Die EU-Länder Dänemark und Irland haben die EU-Erbrechtsverordnung nicht übernommen, sie werden sie nicht anwenden.

II. Rechtswahl

Wer dies nicht möchte, hat die Möglichkeit der Rechtswahl: Der in Frankreich lebende und arbeitende Deutsche kann in seinem Testament für seinen Nachlass deutsches Recht wählen. Der auf Mallorca lebende Rentner ebenfalls.

III. Nicht EU-Länder

Die EU-Erbrechtsverordnung gilt jedoch auch dann, wenn der Erbfall Nicht- EU-Länder betrifft. Die deutschen Gerichte werden das Recht des Landes anwenden, in dem der Erblasser seinen gewöhnlichen Aufenthalt hatte. Hat der deutsche Erblasser seinen gewöhnlichen Aufenthalt in Brasilien oder Israel, werden die deutschen Gerichte für sein Vermögen brasilianisches bzw. israelisches Erbrecht anwenden.

IV. Erbschaftssteuer

Für das Steuerrecht hat die EU-Erbrechtsverordnung keine Regelungen getroffen. Hier verbleibt es bei der bisherigen Gesetzeslage.

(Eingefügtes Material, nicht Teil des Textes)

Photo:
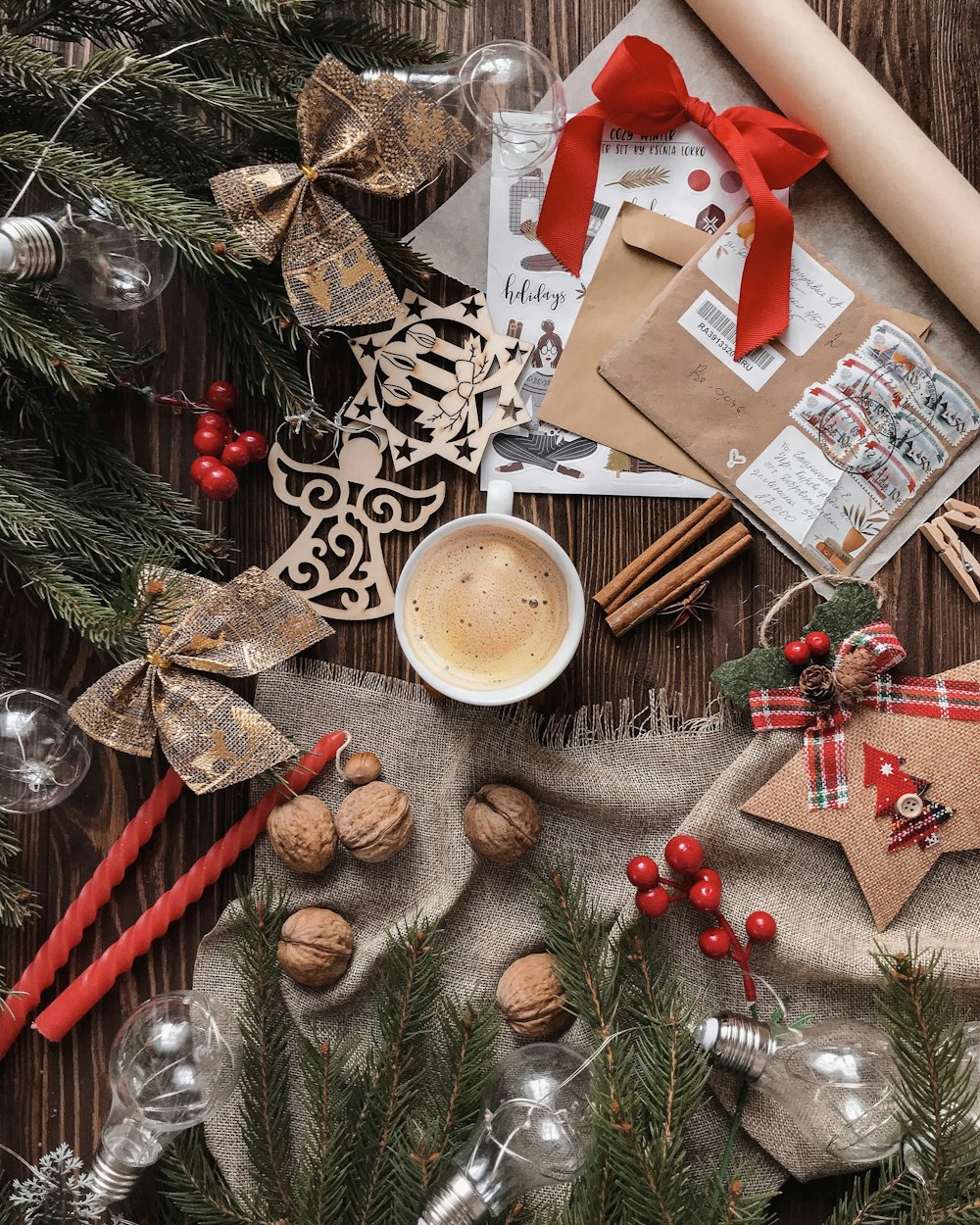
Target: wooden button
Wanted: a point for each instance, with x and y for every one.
(909, 807)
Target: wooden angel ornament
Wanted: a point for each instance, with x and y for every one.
(337, 560)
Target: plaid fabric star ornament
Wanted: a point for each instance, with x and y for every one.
(890, 870)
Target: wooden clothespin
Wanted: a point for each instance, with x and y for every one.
(961, 514)
(954, 554)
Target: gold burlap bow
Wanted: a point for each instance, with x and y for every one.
(381, 136)
(210, 735)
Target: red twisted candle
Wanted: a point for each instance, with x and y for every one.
(68, 934)
(84, 993)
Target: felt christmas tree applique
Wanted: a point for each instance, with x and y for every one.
(902, 798)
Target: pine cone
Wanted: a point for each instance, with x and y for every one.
(818, 685)
(856, 676)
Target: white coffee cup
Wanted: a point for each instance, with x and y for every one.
(499, 514)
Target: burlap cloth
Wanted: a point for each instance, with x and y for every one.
(609, 785)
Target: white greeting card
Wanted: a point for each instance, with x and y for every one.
(684, 174)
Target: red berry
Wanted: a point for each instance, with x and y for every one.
(653, 902)
(684, 854)
(643, 872)
(705, 896)
(235, 455)
(797, 652)
(709, 873)
(209, 442)
(714, 944)
(221, 396)
(202, 465)
(220, 483)
(818, 642)
(255, 442)
(214, 421)
(760, 926)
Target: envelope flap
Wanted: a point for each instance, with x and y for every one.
(661, 235)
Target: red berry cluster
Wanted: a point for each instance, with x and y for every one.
(814, 646)
(220, 450)
(702, 887)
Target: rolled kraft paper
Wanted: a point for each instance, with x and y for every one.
(887, 161)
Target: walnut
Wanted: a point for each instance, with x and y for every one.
(375, 821)
(503, 822)
(315, 947)
(530, 998)
(363, 768)
(303, 833)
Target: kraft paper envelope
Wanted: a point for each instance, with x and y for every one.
(641, 258)
(828, 435)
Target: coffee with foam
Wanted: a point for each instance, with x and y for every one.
(486, 608)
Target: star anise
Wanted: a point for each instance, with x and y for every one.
(690, 608)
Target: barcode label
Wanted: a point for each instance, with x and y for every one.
(713, 324)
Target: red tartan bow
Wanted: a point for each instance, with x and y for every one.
(929, 697)
(642, 88)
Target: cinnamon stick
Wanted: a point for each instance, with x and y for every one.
(681, 579)
(662, 550)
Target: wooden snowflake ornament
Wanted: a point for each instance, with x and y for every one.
(415, 367)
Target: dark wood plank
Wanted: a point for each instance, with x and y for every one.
(922, 53)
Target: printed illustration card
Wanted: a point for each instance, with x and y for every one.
(831, 432)
(684, 174)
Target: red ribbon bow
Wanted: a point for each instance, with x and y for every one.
(930, 697)
(642, 88)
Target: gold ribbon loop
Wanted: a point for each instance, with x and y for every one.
(382, 137)
(210, 735)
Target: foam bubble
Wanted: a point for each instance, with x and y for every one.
(486, 607)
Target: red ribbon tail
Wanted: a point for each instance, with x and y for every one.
(564, 223)
(763, 300)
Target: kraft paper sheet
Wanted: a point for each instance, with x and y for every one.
(873, 145)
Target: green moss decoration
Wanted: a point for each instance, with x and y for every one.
(851, 608)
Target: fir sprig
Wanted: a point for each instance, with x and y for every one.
(378, 1126)
(148, 205)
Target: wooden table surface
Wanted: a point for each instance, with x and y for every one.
(921, 50)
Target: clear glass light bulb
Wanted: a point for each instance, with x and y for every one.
(172, 1064)
(836, 1078)
(533, 1131)
(506, 88)
(102, 261)
(43, 754)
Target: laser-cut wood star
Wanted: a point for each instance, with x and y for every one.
(440, 362)
(887, 877)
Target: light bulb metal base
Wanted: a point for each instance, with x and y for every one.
(735, 1044)
(457, 1201)
(112, 1180)
(29, 249)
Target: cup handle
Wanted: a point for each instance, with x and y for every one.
(500, 498)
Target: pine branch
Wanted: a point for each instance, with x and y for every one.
(265, 1077)
(195, 1185)
(464, 1057)
(35, 332)
(937, 1087)
(248, 324)
(10, 670)
(16, 901)
(382, 1172)
(321, 1174)
(403, 265)
(878, 1197)
(148, 205)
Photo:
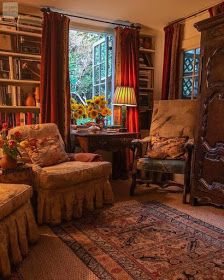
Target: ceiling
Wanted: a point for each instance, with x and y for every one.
(151, 13)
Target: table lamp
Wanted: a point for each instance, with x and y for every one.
(124, 96)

V. Das europäische Nachlasszeugnis

Das europäische Nachlasszeugnis soll die Abwicklung grenzüberschreitender Erbfälle erleichtern. Mit einem von einem Gericht in der EU ausgestelltem Nachlasszeugnis können Erben ihre Rechtsstellung in der gesamten EU nachweisen. Die Erben erhalten eine beglaubigte Abschrift des Nachlasszeugnisses. Diese ist nur 6 Monate gültig, kann aber bei Bedarf verlängert werden.